I enjoyed Howl's Moving Castle very much when I read it a few years ago. Wasn't so crazy about Castle in the Sky, though, and I haven't read anything else by Jones, though I keep thinking that's an oversight I should correct.
Mae Travels said…
In the 19th century there were more books with appeal for multiple levels of readers, like "Huck Finn" and "Alice in Wonderland." Some would say films, radio, and television destroyed family reading. I think there's more to it than that.

More recently: William Sleator's SF or fantasy books are classified YA but have some appeal to adults -- have you read any? (Ask Janet about him -- he went to our high school and wrote a YA autobio "Oddballs" which describes the experience, slightly disguised.)
Unknown said…
To be fair, Mae, shouldn't we say that all those "multi-level" books by Dickens, Scott, Stevenson, etc. were written for adults and only in the 20th century morphed into youth literature.

I didn't know Willian Sleator. But Mrs. Ferrer (spelling?) taught Tennessee Williams which, of course, explains why he hated St. Louis so much.

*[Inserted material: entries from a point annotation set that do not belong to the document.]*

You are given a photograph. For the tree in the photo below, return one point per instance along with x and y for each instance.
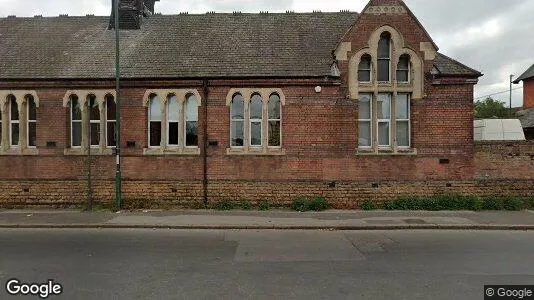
(490, 108)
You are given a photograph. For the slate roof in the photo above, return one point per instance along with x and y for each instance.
(180, 46)
(528, 74)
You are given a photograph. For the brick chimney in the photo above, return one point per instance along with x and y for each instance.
(131, 13)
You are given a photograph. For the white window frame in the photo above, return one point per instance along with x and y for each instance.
(30, 121)
(75, 121)
(12, 122)
(251, 121)
(114, 120)
(269, 119)
(150, 120)
(384, 58)
(405, 120)
(169, 120)
(370, 120)
(88, 103)
(370, 70)
(408, 70)
(184, 116)
(388, 121)
(232, 120)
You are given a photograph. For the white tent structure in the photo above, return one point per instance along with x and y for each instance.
(499, 130)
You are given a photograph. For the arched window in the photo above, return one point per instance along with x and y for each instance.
(364, 69)
(155, 117)
(191, 121)
(173, 120)
(32, 121)
(76, 122)
(384, 57)
(256, 116)
(111, 121)
(274, 121)
(403, 69)
(238, 120)
(14, 119)
(94, 120)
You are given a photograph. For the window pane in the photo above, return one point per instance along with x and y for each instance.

On a more positive note: anyone who's seen Back to the Future recognizes that Bob Gale is from U. City.
Anonymous said…
You mentioned how few books there are with juvenile protaganists. You might enjoy A GOOD AND HAPPY CHILD by Justin Evans, a fairly recent publication, in which the protagonist is an 11-year-old boy who either is or isn't possessed by the Devil. Unreliable narrator, good writing, interesting reading.